Abu Dhabi University plans to open a new campus in either Knowledge Village or Dubai International Academic City in September 2015, the first of its kind to operate in both emirates.
"It's important for us to expand our market in terms of accessibility for international students, and Dubai is not only a hub for international trade but is becoming a place for international education,” said Dr Nabil Ibrahim, the university's chancellor.
In a decade, the university has grown from 800 students and seven courses to more than 6,000 students and 24 undergraduate and nine postgraduate courses. It also offers a doctorate in business administration.
The new campus will offer mainly postgraduate education, with a limited number of undergraduate courses.
Charles Diab, director of university advancement, admitted it faced stiff competition.
"The message we need to create is why ADU?” he said. " We've got a lot of great assets and reasons why students should choose ADU over others in Dubai but it's a huge challenge.”
Abu Dhabi University has campuses in Abu Dhabi and Al Ain. Mr Diab described expanding into Dubai as like "looking to move to another country”.
"We'll have to create awareness of the university and its uniqueness. Thankfully, the chairman is giving us the resources to do this.”
Staff have a year to work on marketing and outreach programmes, said Mr Diab.
"The research going on here is what sets ADU apart. We've been given Dh3 million for the coming year alone for research, then there's the five-year plan.
"International rankings depend on this and for us to be the youngest of the three universities in the UAE to have made it to the QS rankings is a reflection of our dedication to this area. As such a young university, this position is huge. In terms of moving to Dubai, this research aspect just adds to our credibility.”
The QS rankings, published annually by the British company Quacquarelli Symonds, rate the world's top 800 universities.
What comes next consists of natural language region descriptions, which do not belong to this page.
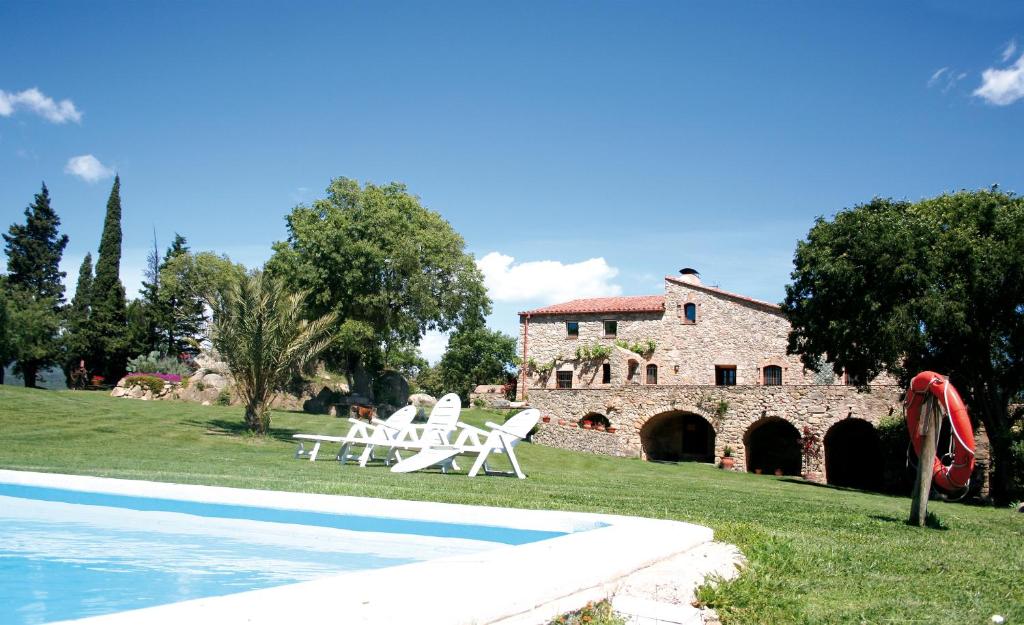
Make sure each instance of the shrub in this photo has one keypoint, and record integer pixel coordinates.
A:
(159, 363)
(147, 382)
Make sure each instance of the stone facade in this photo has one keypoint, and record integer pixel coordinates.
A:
(711, 381)
(634, 410)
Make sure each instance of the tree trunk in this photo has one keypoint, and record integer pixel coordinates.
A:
(992, 410)
(29, 373)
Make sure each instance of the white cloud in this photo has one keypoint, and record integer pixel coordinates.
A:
(1008, 51)
(432, 345)
(1003, 87)
(548, 281)
(88, 168)
(935, 77)
(35, 100)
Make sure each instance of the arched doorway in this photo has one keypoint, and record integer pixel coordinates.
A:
(853, 455)
(773, 445)
(678, 436)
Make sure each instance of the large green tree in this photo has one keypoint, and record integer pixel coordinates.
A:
(109, 307)
(34, 250)
(386, 265)
(476, 356)
(33, 290)
(258, 328)
(935, 285)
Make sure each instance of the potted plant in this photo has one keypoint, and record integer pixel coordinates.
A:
(727, 460)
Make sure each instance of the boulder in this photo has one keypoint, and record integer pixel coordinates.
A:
(215, 379)
(422, 400)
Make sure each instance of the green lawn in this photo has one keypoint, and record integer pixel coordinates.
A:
(816, 554)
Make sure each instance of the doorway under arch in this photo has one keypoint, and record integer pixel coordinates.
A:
(853, 455)
(678, 435)
(773, 445)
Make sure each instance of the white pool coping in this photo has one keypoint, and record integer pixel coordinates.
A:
(508, 584)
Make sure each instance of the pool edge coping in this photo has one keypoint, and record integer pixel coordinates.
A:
(486, 587)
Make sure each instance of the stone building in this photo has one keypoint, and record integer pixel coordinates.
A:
(686, 374)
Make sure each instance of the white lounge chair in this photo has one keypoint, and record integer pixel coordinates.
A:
(441, 422)
(500, 439)
(360, 432)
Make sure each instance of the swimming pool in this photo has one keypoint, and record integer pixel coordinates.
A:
(125, 551)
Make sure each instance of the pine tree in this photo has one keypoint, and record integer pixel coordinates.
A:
(33, 289)
(34, 251)
(109, 309)
(80, 339)
(181, 308)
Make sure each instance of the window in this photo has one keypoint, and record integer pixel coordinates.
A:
(690, 313)
(564, 379)
(725, 376)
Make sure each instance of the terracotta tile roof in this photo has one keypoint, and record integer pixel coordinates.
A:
(701, 287)
(629, 303)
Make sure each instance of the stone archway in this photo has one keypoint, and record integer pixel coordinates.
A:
(678, 435)
(853, 455)
(773, 444)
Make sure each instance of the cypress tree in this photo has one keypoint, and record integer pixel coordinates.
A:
(109, 310)
(34, 251)
(81, 336)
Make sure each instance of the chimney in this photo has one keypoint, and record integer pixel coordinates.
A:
(690, 276)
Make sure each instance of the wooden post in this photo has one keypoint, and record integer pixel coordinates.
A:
(928, 427)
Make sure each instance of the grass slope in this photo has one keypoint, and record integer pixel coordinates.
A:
(817, 554)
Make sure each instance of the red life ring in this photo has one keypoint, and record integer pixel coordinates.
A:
(956, 475)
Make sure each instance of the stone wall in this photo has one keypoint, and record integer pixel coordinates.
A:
(814, 407)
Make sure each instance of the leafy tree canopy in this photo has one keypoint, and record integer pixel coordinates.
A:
(935, 285)
(34, 250)
(476, 356)
(389, 267)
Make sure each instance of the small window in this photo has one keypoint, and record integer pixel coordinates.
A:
(690, 313)
(725, 376)
(564, 379)
(773, 375)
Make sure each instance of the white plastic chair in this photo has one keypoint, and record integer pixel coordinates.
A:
(499, 439)
(359, 433)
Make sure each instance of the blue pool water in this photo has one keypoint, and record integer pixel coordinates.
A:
(67, 554)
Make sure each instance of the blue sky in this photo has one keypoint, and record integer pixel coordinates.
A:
(617, 141)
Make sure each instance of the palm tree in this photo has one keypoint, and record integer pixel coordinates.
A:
(259, 331)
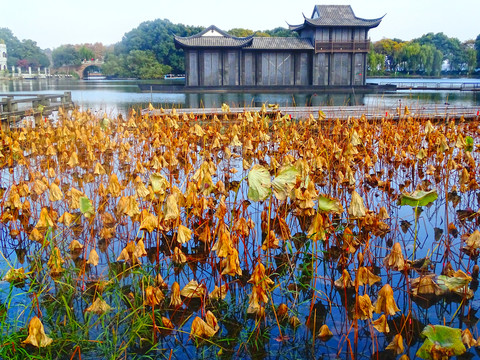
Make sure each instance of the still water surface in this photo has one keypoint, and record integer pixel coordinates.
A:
(117, 96)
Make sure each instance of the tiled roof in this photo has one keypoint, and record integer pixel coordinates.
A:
(336, 15)
(219, 38)
(280, 43)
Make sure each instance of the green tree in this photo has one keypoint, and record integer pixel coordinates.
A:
(26, 50)
(477, 49)
(66, 55)
(85, 53)
(157, 36)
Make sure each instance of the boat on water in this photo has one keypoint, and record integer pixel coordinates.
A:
(95, 76)
(174, 77)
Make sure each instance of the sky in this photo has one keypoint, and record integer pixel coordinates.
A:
(52, 23)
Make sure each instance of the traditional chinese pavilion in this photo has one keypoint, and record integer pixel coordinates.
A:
(331, 50)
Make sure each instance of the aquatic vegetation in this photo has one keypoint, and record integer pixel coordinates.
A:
(238, 236)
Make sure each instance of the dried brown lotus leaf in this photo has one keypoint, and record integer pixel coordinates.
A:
(381, 324)
(193, 290)
(175, 299)
(153, 296)
(75, 245)
(396, 345)
(357, 208)
(55, 193)
(363, 308)
(345, 281)
(395, 259)
(385, 302)
(324, 334)
(44, 221)
(218, 293)
(171, 208)
(99, 169)
(201, 329)
(36, 334)
(184, 234)
(365, 276)
(93, 258)
(99, 307)
(14, 275)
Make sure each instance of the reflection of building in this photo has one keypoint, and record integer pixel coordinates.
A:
(331, 50)
(3, 56)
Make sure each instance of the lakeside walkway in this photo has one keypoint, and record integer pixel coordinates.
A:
(431, 111)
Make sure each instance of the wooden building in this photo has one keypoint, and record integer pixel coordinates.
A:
(330, 50)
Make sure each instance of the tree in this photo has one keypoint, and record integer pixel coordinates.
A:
(66, 55)
(23, 50)
(477, 49)
(157, 36)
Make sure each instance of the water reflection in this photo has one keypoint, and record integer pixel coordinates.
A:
(118, 96)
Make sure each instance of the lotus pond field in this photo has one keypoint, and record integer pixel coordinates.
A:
(248, 236)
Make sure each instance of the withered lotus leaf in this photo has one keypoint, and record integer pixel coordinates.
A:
(425, 285)
(365, 276)
(99, 169)
(294, 321)
(75, 245)
(175, 299)
(184, 234)
(363, 307)
(232, 261)
(153, 296)
(55, 262)
(259, 184)
(381, 324)
(67, 219)
(385, 301)
(36, 334)
(178, 256)
(93, 258)
(171, 211)
(114, 188)
(324, 334)
(395, 259)
(99, 307)
(345, 281)
(218, 293)
(357, 208)
(201, 329)
(15, 275)
(55, 193)
(193, 290)
(44, 221)
(396, 345)
(149, 223)
(468, 339)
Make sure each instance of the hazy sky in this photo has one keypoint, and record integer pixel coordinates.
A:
(52, 23)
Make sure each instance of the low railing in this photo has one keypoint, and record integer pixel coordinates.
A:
(342, 46)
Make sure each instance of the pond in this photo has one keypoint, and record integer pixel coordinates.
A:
(291, 234)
United Arab Emirates University, the American University of Sharjah and Abu Dhabi University are all in the top 650.
Ali Saeed bin Harmal Al Dhaheri, the university's chairman, said research centres in areas such as pharmaceuticals and law would be launched in the next five years as ADU continues to strive for international rankings.
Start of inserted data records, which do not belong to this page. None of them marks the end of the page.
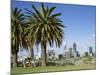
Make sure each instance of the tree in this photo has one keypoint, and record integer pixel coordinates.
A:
(45, 27)
(17, 20)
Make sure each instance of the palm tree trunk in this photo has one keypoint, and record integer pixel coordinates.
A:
(43, 55)
(32, 53)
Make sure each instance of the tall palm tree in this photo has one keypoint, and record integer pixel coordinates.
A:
(45, 27)
(17, 20)
(28, 41)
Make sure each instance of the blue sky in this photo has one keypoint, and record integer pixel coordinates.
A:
(78, 19)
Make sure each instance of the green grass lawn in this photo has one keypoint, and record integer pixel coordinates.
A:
(21, 70)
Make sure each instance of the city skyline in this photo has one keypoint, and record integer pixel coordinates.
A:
(79, 21)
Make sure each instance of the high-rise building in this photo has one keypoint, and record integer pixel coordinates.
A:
(71, 52)
(74, 47)
(90, 50)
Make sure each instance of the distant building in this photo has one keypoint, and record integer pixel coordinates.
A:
(51, 54)
(90, 51)
(74, 47)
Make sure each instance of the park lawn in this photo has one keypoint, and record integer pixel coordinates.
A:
(28, 70)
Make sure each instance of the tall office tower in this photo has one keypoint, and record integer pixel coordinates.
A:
(90, 50)
(74, 47)
(71, 52)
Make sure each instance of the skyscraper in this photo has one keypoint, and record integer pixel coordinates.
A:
(90, 50)
(74, 47)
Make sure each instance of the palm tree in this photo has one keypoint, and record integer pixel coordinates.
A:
(17, 20)
(46, 28)
(28, 41)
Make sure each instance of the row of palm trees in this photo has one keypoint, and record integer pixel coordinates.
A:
(39, 26)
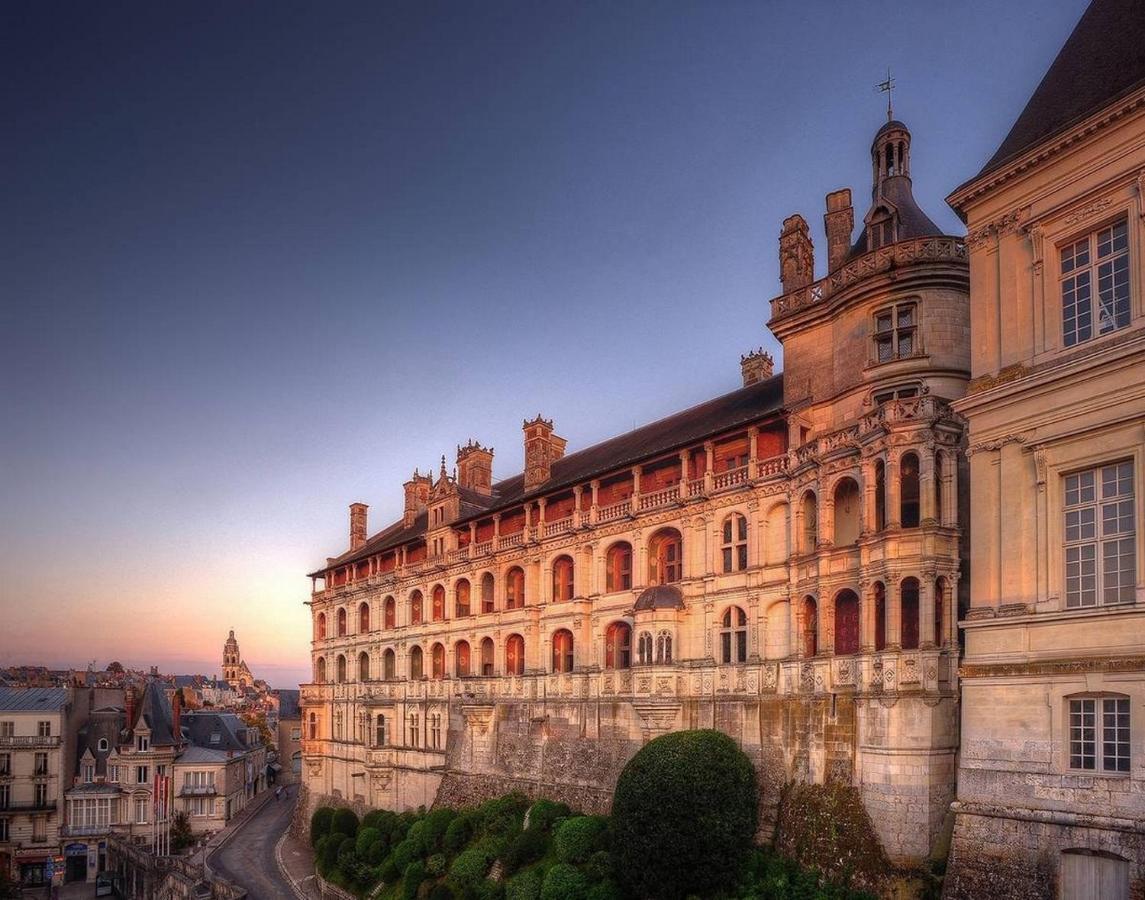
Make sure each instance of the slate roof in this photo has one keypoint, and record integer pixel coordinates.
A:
(723, 413)
(1102, 62)
(32, 699)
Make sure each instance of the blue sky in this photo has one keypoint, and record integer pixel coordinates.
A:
(262, 259)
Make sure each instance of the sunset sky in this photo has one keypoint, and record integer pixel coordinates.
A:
(259, 260)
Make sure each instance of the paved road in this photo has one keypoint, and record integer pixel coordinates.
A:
(249, 858)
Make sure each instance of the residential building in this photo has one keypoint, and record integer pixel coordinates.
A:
(1051, 782)
(781, 562)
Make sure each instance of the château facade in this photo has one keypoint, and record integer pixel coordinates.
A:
(782, 562)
ADU is also seeking US accreditation from the Western Association of Schools and Colleges, said Mr Al Dhaheri. "In 2003 we said we wanted to make sure our graduates found jobs and helped the economy, and now 90 per cent find jobs.”
Dr Ibrahim said research was a priority, taking the university from a teaching institution to a research-based institution both serving the local economy and filling the gaps in the employment market.
Last year the Norwegian Institute of Air Research set up labs at ADU and the two are collaborating on research projects. Last week ADU was granted its first patent, in the application of material development in energy. Research will continue to be a major focus in addition to areas such as transport, information technology and water desalination.
"It's what is vital for international recognition,” said Dr Ibrahim.